Entre malentendidos, enredos y falta de acuerdos, los principales partidos de España fueron incapaces de formar Gobierno. En junio, habrá nuevas elecciones.
Correo de Europa: Por tu culpa
Entre malentendidos, enredos y falta de acuerdos, los principales partidos de España fueron incapaces de formar Gobierno. En junio, habrá nuevas elecciones.
Texto de Julio César Herrero 23/06/16
A finales de abril se acabó una historia que fue mentira: el relato que durante cuatro meses contaron una y otra vez los líderes de los cuatro partidos más votados en las elecciones del 20 de diciembre. Como si estuvieran tocados por una extraordinaria facultad para la interpretación de las cosas, los cuatro, sin excepción, hicieron todo o no hicieron nada —según el caso— porque ese había sido el “mandato de la sociedad”. Los votantes depositaron su papeleta con la esperanza de que ganara su partido. Unas elecciones no tienen más misterio. Pero ante la falta de un partido con los votos suficientes para formar gobierno, todos se pusieron de acuerdo en algo: sus negociaciones, en el sentido que fueran, estaban legitimadas porque así se lo habían pedido los electores. Paradójicamente, aquellos a quienes se les había hurtado el derecho a conocer con quiénes pactarían unos y otros y a cambio de qué, eran, supuestamente, los mismos que habían autorizado a los partidos a que lo hicieran.

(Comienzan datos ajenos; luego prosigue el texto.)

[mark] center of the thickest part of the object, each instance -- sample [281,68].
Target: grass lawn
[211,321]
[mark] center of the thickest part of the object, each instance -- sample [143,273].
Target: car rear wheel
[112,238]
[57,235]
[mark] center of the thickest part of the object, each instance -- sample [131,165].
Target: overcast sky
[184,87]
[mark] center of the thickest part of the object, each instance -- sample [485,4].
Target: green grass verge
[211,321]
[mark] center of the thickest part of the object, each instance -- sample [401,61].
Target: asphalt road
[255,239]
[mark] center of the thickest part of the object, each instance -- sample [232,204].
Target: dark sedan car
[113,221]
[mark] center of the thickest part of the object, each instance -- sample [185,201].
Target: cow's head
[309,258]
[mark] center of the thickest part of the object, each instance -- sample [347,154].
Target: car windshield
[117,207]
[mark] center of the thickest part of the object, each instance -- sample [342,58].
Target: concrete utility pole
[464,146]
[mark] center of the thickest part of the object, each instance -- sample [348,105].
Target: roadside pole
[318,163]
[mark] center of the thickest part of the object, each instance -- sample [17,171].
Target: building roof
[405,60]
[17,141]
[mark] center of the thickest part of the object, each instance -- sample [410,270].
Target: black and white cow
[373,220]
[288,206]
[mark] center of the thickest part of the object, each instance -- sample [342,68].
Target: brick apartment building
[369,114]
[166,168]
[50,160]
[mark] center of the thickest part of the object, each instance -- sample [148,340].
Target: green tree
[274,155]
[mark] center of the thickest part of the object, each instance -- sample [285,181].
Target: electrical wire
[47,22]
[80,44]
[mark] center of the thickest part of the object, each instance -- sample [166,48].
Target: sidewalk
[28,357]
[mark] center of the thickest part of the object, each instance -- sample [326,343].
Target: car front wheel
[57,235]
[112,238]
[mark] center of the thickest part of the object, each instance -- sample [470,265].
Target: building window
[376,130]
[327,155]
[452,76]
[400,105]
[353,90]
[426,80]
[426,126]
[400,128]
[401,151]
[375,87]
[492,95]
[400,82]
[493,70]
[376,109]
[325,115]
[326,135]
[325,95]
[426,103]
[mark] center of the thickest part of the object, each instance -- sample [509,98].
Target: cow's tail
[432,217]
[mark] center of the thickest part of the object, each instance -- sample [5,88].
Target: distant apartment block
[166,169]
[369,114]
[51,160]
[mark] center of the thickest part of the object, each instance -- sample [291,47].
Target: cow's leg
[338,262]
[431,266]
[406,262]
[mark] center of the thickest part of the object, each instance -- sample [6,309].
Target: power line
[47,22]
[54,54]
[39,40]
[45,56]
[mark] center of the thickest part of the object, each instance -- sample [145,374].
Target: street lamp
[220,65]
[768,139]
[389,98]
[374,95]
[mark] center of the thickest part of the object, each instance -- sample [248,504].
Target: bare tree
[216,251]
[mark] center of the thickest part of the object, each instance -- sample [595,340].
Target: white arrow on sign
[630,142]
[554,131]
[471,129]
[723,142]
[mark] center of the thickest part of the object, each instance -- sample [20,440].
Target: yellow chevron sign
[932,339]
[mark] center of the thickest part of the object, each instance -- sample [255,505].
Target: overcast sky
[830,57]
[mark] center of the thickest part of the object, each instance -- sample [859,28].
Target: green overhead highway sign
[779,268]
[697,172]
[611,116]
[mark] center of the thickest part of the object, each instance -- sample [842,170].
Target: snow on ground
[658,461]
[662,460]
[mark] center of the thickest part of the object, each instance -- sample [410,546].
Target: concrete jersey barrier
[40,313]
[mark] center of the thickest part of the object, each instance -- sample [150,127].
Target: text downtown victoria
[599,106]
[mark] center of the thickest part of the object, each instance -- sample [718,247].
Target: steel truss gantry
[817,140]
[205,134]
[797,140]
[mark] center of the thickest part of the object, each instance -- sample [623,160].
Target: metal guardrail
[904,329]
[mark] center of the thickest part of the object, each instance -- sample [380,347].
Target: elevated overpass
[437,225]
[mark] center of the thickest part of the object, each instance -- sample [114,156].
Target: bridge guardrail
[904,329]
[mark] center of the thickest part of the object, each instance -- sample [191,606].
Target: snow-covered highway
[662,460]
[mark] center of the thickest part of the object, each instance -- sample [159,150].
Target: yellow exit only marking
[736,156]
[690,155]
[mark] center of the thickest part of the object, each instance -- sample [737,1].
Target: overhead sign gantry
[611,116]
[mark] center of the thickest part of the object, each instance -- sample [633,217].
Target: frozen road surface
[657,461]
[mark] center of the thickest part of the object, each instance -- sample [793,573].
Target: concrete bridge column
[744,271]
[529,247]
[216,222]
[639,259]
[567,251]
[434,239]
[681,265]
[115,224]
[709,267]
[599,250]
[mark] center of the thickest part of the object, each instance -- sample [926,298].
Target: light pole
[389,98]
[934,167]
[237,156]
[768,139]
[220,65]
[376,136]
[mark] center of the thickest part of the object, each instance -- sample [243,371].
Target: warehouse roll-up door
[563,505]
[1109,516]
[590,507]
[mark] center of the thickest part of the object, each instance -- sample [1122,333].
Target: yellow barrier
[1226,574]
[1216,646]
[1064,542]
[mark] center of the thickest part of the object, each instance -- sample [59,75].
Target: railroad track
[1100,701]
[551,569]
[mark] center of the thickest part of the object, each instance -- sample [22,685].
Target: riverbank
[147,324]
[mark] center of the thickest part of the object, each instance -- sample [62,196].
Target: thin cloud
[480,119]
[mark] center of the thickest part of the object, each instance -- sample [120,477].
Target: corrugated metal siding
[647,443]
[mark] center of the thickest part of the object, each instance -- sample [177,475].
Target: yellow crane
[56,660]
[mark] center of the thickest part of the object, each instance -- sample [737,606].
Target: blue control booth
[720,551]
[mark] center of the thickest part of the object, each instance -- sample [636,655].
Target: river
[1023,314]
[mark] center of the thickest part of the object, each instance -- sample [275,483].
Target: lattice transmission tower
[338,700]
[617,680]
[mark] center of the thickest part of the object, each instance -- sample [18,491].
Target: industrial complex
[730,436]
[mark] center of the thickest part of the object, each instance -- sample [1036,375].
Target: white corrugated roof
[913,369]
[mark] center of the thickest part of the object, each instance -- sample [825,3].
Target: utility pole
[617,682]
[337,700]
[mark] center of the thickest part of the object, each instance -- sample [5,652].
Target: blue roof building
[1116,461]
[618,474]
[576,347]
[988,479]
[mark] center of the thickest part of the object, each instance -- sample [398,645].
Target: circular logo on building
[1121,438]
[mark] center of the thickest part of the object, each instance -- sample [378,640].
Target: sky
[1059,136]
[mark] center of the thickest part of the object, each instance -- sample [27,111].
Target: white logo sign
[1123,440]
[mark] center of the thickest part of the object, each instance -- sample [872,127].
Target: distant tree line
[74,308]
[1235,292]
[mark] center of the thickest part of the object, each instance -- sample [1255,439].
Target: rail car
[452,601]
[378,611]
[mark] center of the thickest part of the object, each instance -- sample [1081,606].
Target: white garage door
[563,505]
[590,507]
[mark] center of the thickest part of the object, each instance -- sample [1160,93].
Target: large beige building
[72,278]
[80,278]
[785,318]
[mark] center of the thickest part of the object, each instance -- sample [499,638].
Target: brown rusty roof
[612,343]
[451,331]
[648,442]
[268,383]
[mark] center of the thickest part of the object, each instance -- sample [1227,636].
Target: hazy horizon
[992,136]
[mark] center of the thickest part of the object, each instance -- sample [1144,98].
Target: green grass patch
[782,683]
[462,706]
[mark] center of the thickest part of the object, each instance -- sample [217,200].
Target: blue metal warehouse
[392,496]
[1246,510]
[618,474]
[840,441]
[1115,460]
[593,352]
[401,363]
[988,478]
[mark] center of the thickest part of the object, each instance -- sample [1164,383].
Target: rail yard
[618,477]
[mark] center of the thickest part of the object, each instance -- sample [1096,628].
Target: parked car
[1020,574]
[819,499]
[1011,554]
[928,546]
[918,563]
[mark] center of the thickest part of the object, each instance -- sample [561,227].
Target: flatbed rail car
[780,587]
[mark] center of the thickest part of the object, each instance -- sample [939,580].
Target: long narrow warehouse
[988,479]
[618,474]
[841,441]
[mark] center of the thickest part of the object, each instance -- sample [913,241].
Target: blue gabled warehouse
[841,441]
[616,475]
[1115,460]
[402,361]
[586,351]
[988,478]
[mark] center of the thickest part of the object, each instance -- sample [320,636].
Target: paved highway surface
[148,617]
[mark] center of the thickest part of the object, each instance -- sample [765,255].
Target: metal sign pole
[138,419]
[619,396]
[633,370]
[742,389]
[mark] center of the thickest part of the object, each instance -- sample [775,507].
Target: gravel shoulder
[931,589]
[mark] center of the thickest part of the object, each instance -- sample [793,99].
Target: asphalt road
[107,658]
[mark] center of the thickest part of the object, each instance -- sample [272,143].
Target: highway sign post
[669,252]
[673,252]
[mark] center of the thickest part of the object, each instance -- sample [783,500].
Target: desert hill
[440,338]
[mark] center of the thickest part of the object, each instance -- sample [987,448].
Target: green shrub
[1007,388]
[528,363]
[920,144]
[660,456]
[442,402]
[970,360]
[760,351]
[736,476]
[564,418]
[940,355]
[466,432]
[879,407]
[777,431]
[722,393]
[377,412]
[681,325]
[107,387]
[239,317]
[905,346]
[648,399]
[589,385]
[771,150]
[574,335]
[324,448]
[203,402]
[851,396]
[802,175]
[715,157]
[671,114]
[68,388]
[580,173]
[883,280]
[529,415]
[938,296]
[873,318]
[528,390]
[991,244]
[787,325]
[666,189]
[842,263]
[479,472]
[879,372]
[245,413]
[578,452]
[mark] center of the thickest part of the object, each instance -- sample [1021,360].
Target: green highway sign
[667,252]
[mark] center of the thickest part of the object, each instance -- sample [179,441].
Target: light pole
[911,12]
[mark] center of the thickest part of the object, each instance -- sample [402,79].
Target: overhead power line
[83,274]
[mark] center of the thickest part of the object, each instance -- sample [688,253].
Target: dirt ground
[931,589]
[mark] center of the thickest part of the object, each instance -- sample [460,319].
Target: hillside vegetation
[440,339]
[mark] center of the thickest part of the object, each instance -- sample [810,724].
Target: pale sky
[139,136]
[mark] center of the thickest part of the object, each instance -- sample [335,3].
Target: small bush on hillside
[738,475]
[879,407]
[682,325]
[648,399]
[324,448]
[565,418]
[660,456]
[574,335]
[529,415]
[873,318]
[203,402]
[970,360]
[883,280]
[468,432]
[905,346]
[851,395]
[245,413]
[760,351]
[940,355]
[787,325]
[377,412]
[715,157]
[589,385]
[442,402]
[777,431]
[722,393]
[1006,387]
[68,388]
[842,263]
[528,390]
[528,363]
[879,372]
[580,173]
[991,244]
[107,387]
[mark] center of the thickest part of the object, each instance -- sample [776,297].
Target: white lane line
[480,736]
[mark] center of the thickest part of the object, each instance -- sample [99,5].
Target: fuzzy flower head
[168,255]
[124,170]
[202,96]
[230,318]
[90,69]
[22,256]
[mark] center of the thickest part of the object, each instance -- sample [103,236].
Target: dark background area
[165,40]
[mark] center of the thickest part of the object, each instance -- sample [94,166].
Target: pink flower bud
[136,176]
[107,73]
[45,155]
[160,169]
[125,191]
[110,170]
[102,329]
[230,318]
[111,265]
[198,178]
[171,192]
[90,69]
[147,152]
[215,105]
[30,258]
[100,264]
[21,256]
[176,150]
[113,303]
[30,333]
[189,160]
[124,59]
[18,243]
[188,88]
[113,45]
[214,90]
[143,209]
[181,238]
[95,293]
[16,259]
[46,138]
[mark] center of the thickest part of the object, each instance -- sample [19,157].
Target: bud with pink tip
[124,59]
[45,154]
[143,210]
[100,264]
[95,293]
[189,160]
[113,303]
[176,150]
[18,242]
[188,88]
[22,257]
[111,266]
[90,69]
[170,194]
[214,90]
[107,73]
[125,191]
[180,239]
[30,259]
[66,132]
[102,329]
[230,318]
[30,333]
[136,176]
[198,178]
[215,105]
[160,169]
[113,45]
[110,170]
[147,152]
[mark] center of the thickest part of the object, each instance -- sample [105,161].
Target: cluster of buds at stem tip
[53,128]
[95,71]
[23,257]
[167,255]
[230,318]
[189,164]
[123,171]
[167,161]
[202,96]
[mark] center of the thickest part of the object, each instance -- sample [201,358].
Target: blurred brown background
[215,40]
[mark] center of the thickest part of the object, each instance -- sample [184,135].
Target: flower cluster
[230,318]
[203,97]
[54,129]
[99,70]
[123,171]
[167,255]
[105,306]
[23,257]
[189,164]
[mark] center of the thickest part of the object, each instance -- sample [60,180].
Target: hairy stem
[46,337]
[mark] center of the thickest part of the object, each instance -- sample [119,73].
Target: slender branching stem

Los ciudadanos habían “dicho” que debían gobernar las “fuerzas del cambio”. Los ciudadanos habían “dicho” que debían gobernar los “partidos constitucionalistas”. Los ciudadanos habían dicho que debía gobernar “la fuerza más votada”. Los ciudadanos habían “dicho” que debían gobernar los “partidos de progreso”. Y todo eso lo habían “dicho” unos ciudadanos que jamás tuvieron razones para decir nada y de cuyos votos solo se podía desprender el respaldo a un programa electoral, en el mejor y más informado de los casos.
Con esa premisa, los líderes/oráculo negociaron entre ellos o no con la coartada de que ese había sido el encargo de los ciudadanos. Los cuatro fueron capaces de interpretar incluso aquello que ni tan siquiera habían sopesado los propios votantes. Al final, reconocieron que habían sido incapaces de estar a la altura de lo que los ciudadanos nunca habían dicho. Y calificaron lo ocurrido como “fracaso”. En realidad, ese “fracaso” era la convocatoria de unas nuevas elecciones. Lo que en circunstancias normales es la “fiesta de la democracia”, ahora parece ser algo indeseable.
Y cuando algo fracasa es preciso encontrar un responsable para que la historia tenga un sentido. Es necesario imputar la culpa. Viviremos una campaña en la que el objetivo fundamental será encontrar al culpable de volver a las urnas por haber sido incapaz de interpretar lo que dijeron unos votantes, a pesar de que quizá no han querido decir nada o no han querido decir lo que los partidos se han empeñado en afirmar.
Sin embargo, en sentido estricto, ninguno de los partidos es culpable de nada porque no es posible afirmar con absoluta certeza que los electores hayan dado ningún mandato que las formaciones hayan traicionado, a pesar de que esa fue la premisa sobre la que hicieron girar sus negociaciones, pactos y propuestas. Por otra parte, la culpabilidad tiene un componente subjetivo y ninguno de los partidos parece estar dispuesto a reconocer el sentimiento de culpa a pesar de afirmar que se ha producido un fracaso. Es decir: no se ha podido conformar un gobierno… pero el responsable es otro. Con este escenario, la campaña se puede convertir en una suerte de juicio sobre una causa ficticia.
El principal riesgo que presenta esta nueva campaña electoral radica en centrar excesivamente los argumentos en lo ocurrido durante estos cuatro meses. El “jurado” debería esforzarse especialmente a la hora de deliberar, a pesar de que las partes harán lo imposible por introducir pistas falsas, elementos que desvían la causa principal. Toca dictaminar sobre la pasada legislatura y sobre los programas ya expuestos. La campaña ya fue y habremos tenido seis meses de reflexión. Por primera vez en la historia de la democracia, los ciudadanos no tendrán que esperar cuatro años para modificar su voto. Tendrán una segunda oportunidad, pero con información de la que antes no disponían y que era indispensable para determinar qué hacer en un escenario fragmentado en el que, además de decidir quién debe gobernar, habrá que sopesar también con quién o con quién no. Desde el día 26 de junio, todos los líderes políticos podrán asegurar, entonces sí y sin temor a equivocarse, qué han querido decir los electores y cuál es el “mandato” que han recibido. Por eso, volver a votar no es un fracaso. Por eso, no deberían empeñarse en buscar culpables.